Ichika prétexta une peau de patate un peu coriace pour se pencher sur son travail et masquer son embarras. Elle avait encore du mal à y croire, qu'elle ait pu apporter quelque chose à sa copine. Elle avait le sentiment que Kassandra était le pilier de leur couple et qu'elle avait construit la majeure partie de leur nid. Sans compter tous les changements qu'elle avait induits dans la vie d'Ichika.
— Votre fille est incroyable, M. Jordana. Je ne serai jamais à sa hauteur.
La main de Damian s'enroula autour de son épaule. Venant d'un étranger, ce geste aurait dû la crisper jusqu'aux os, mais la paume de Damian était chaude, douce, rassurante.
— Tu es bien plus précieuse que tu le penses, Ichika. Ma fille connaît ta valeur et tes forces.
Elle s'efforça à sourire, à y croire. Elle aurait aimé que sa conscience accepte les compliments sans rechigner. Mais sa conscience baignait encore dans trop de sang pour évoluer sans entraves.
— Où est Kass ?
— La dernière fois que je l'ai vue, elle était au salon avec Alba. Tu peux aller la voir, je vais mettre les patates à cuire. Merci pour ton aide.

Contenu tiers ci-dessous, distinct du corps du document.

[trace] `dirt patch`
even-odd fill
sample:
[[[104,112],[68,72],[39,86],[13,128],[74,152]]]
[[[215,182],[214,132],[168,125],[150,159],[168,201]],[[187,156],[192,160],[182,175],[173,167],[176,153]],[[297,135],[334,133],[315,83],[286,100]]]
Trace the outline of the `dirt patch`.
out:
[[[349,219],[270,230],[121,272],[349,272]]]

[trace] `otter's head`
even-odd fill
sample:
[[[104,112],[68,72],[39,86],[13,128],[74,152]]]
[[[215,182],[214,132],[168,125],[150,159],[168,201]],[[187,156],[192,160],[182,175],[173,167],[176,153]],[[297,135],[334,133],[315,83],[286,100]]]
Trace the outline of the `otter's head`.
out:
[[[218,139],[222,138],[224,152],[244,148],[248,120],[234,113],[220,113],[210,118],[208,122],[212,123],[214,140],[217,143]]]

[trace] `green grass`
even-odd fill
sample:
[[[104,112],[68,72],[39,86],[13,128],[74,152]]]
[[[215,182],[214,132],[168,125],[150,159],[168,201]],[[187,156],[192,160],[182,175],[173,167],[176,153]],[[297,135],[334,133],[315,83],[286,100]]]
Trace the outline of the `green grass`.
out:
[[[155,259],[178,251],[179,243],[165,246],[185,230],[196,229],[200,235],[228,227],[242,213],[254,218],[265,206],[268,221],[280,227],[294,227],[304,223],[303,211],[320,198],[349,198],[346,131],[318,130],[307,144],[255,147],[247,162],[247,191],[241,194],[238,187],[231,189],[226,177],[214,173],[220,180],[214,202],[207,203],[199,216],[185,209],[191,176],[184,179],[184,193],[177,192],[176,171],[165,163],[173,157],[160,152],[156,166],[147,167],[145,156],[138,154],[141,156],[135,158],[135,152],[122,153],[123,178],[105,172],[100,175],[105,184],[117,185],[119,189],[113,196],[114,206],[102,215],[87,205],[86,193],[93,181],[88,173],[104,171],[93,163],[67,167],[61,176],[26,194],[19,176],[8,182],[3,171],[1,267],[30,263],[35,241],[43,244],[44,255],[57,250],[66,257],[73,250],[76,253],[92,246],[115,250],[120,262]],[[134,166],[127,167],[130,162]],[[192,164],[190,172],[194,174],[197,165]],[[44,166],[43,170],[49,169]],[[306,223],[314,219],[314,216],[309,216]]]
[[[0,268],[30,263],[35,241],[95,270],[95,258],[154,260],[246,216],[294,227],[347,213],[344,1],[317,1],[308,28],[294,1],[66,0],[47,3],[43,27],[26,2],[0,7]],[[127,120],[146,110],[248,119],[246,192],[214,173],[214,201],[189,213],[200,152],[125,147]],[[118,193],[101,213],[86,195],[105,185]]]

Ichika lui adressa un sourire poli avant de se laver les mains. Elle observa avec plus d'attention la décoration disparate du hall d'entrée en se rendant au salon. La voix posée d'Alba ne tarda pas à contraster avec celle plus enjouée de sa fille.
Bras croisés sur la poitrine, Ichika se cala contre le chambranle pour observer Kassandra et sa mère. Assises de part et d'autre de la petite table, elles discutaient tranquillement avec la flambée de cheminée en arrière-plan. Ichika ne fit aucun bruit et les contempla encore un moment. Elle pouvait presque y croire, dans ces moments-là. Que ses cauchemars finiraient par disparaître.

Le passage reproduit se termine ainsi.